What is Chain-of-Thought (CoT) prompting

Chain-of-Thought (CoT) prompting involves guiding the model to articulate a step-by-step reasoning process when answering a question or solving a problem. Instead of providing a direct answer, the model is encouraged to “think out loud,” detailing the intermediate steps that lead to the final conclusion.

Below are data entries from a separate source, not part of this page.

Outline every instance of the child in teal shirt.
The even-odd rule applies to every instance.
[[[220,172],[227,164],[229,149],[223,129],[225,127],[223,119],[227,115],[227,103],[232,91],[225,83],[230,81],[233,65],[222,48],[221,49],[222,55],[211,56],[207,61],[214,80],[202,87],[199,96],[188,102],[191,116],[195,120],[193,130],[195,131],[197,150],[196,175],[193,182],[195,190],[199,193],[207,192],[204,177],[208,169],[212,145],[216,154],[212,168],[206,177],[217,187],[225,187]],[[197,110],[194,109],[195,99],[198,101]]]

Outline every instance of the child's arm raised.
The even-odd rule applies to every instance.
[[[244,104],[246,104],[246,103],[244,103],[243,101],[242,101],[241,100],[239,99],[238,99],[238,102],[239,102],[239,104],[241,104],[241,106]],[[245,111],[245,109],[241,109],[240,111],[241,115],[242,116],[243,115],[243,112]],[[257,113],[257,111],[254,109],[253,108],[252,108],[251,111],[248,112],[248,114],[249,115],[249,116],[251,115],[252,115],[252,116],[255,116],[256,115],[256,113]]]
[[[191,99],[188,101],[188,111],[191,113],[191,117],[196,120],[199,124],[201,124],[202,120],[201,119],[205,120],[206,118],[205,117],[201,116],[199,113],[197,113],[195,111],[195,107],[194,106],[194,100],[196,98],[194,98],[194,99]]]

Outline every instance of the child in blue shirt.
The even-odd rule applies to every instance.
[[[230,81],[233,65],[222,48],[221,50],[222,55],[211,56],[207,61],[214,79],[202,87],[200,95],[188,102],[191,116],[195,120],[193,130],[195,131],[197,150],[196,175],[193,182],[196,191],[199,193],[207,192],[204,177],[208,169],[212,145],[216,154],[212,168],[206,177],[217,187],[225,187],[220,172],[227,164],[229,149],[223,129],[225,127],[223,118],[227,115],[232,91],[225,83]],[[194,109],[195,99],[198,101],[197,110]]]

How to implement Chain-of-Thought prompting

  1. Instruct the model to show its work. Explicitly ask the model to provide step-by-step reasoning.
  2. Provide examples with reasoning steps. Demonstrate the desired approach by including examples that show the reasoning process.
  3. Use prompts that encourage explanation. Incorporate phrases that prompt the model to elaborate.
  4. Leverage few-shot learning with chain-of-thought. Combine CoT prompting with few-shot learning by providing examples that include reasoning steps.

Examples

Why use Chain-of-Thought prompting

  • Improves reasoning accuracy: Helps the model handle complex queries by breaking them down into manageable steps.
  • Enhances transparency: Provides insight into how the model arrives at an answer, which can be valuable for verification and trust.
  • Facilitates error detection: Easier to identify and correct mistakes in the reasoning process.
  • Encourages detailed responses: Generates richer and more informative outputs.

Tips for effective Chain-of-Thought prompting

  • Be explicit and direct in your request.
  • Provide examples to demonstrate the process.
  • Use open-ended questions to encourage elaboration.
  • Maintain clarity and focus to avoid ambiguity.
  • Limit the scope for complex topics.